Congressman Pete Stauber did not respond to an interview request.

While not solely focused on the plight of small businesses in the Northland due to mail delays, a rally was held Aug. 21 at the Mt. Royal Post Office in Duluth to support postal workers and demand action to ensure timely delivery of all mail.

“The deliberate measures to slow mail delivery at the Post Office are not new, as Duluth had its only processing plant close back in 2015, but they have created significant delays in the delivery process that are causing problems which have effectively rippled out to impact our economy, our voting process, our health and our way of life,” said Mike Mayou, an organizer for the “We Support The USPS” rally and former Duluth City Council candidate. “At our action that day, we recommended that attendees and others reach out to their legislators and ask that they vote in favor of the Delivering for America Act along with emailing members of the Post Office Board of Governors.”

As with the Congressional hearing, the Duluth rally didn’t address another issue some small businesses are worried about: the looming mail order crush during the holiday season.

This is true for Frost River Trading Co. in Duluth, which manufactures luggage, apparel and accessories for the outdoors. As their website explains, the company processes online orders almost every day, and maintains stock levels to ensure immediate delivery, but that uniquely-manufactured items may take longer to deliver. According to David Hoole, Frost River’s marketing coordinator, a late delivery sometimes occurs, but they try to avoid that by covering the extra cost for faster delivery. 

“We ship about 60 to 70 percent of our goods by U.S. Mail, so we’re concerned about what’s going on with the USPS,” said Hoole. “We give the customer the flexibility to choose the delivery option they desire, and in most cases, they choose the U.S. Mail because it’s less expensive. If there ends up being delays in U.S. Mail delivery this Fall and holiday season, the customer may end up having to pay more for shipping.”

By contrast, Sivertson Gallery of Grand Marais, rarely uses the USPS for its shipping needs.

“For us, it’s the nature of our product,” said Anna Klobuchar, sales manager. “Our paintings, sculptures and other art come in different sizes and weight. No two items are alike, so this doesn’t work with the standardized mailing of the USPS. For example, a package weighing, say, five pounds, shipped with Priority Mail, could cost between $38 to $40. With UPS or Speedy (Delivery) we can ship it for around $22.  We’ll use the USPS for business correspondence generally.”

Dave Ross, president and CEO of the Duluth Area Chamber of Commerce, said businesses, of every size and industry, depend on the United States Postal Service to provide timely, consistent, and predictable delivery service, and while this dependency is not limited to the holiday season, it’s still a concern for the Chamber and its members. 

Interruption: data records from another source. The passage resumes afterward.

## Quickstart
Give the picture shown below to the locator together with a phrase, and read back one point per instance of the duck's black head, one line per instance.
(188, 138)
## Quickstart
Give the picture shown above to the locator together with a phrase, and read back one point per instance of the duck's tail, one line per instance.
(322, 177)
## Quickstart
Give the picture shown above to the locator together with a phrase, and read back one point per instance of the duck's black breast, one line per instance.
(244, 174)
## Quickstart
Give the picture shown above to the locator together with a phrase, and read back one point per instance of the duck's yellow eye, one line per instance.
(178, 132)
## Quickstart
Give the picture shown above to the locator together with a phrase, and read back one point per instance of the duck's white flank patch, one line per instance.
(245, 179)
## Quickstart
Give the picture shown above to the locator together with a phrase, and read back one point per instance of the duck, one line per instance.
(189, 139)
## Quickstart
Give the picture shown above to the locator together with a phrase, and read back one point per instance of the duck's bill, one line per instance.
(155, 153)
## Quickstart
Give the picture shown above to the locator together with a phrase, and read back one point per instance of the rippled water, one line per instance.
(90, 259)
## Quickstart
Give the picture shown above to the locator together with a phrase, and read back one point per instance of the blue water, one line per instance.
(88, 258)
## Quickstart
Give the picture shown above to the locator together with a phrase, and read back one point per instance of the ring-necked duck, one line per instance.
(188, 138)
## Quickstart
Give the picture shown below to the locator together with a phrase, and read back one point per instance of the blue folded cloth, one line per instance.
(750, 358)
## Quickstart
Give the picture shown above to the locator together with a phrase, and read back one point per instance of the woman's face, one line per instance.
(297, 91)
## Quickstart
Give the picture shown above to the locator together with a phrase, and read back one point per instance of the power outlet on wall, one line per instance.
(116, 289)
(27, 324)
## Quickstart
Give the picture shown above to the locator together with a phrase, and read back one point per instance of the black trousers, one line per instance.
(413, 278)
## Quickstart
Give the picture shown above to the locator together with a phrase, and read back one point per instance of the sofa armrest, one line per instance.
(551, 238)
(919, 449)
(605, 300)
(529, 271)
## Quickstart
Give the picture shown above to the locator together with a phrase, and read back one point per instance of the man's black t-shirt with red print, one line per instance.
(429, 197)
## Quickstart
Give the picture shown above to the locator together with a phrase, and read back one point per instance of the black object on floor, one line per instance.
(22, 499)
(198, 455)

“It is the routine, every workday, service that businesses must be able to count on,” said Ross. “If delays occur, it reflects poorly on the business and not on the postal service. This is why, a few years ago, the Chamber fought so hard to maintain Duluth’s postal processing center. We recognized then, as we do now, how an additional day or two added to the delivery of mail can delay critical payments to a business, and delay the delivery of promised, date sensitive products purchased from a business.”

While Postmaster General DeJoy is addressing these concerns before Congress, his regional subordinates are reassuring businesses, said Nicole Hill, strategic communications specialist for the Northland and Hawkeye Districts of the USPS, which includes all of Minnesota. Her message: Pandemic? No problem. Election? Piece of cake. Christmas? Santa won’t be late.

“We have more than enough capacity to handle Election Mail, the fall mailing season and the holidays,” said Hill.